بِسْمِ ٱللَّهِ ٱلرَّحْمَٰنِ ٱلرَّحِيمِ
وَلَوْ شَآءَ ٱللَّهُ لَجَعَلَكُمْ أُمَّةً وَٰحِدَةً وَلَٰكِن يُضِلُّ مَن يَشَآءُ وَيَهْدِى مَن يَشَآءُۚ وَلَتُسْـَٔلُنَّ عَمَّا كُنتُمْ تَعْمَلُونَ ٩٣
Allah, dilese idi elbet hepinizi bir tek ümmet yapardı ve lâkin O, dilediğine dalâlet, dilediğine hidayet buyurur ve her halde hepiniz bütün yaptıklarınızdan mesul olacaksınız.

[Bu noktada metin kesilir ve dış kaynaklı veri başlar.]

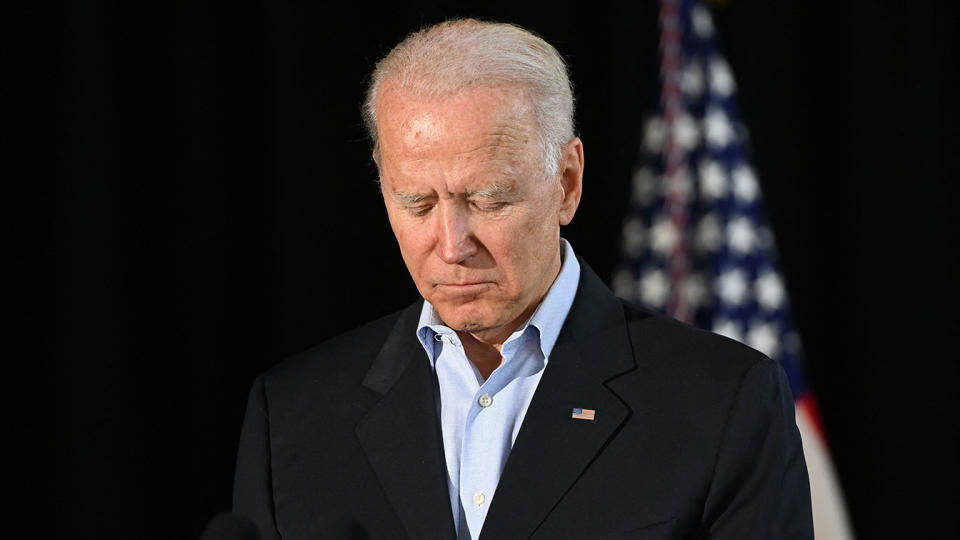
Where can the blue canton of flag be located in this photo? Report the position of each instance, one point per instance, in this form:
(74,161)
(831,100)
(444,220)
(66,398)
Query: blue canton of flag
(696,244)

وَلَا تَتَّخِذُوٓاْ أَيْمَٰنَكُمْ دَخَلًۢا بَيْنَكُمْ فَتَزِلَّ قَدَمٌۢ بَعْدَ ثُبُوتِهَا وَتَذُوقُواْ ٱلسُّوٓءَ بِمَا صَدَدتُّمْ عَن سَبِيلِ ٱللَّهِۖ وَلَكُمْ عَذَابٌ عَظِيمٌ ٩٤
Yeminlerinizi aranızda hud'a ve fesada vesile ittihaz etmeyin ki sonra sağlam basmışken bir ayak kayar ve Allah yolundan saptığımız için fena acı tadarsınız, Âhiret’te de size pek büyük bir azâb olur.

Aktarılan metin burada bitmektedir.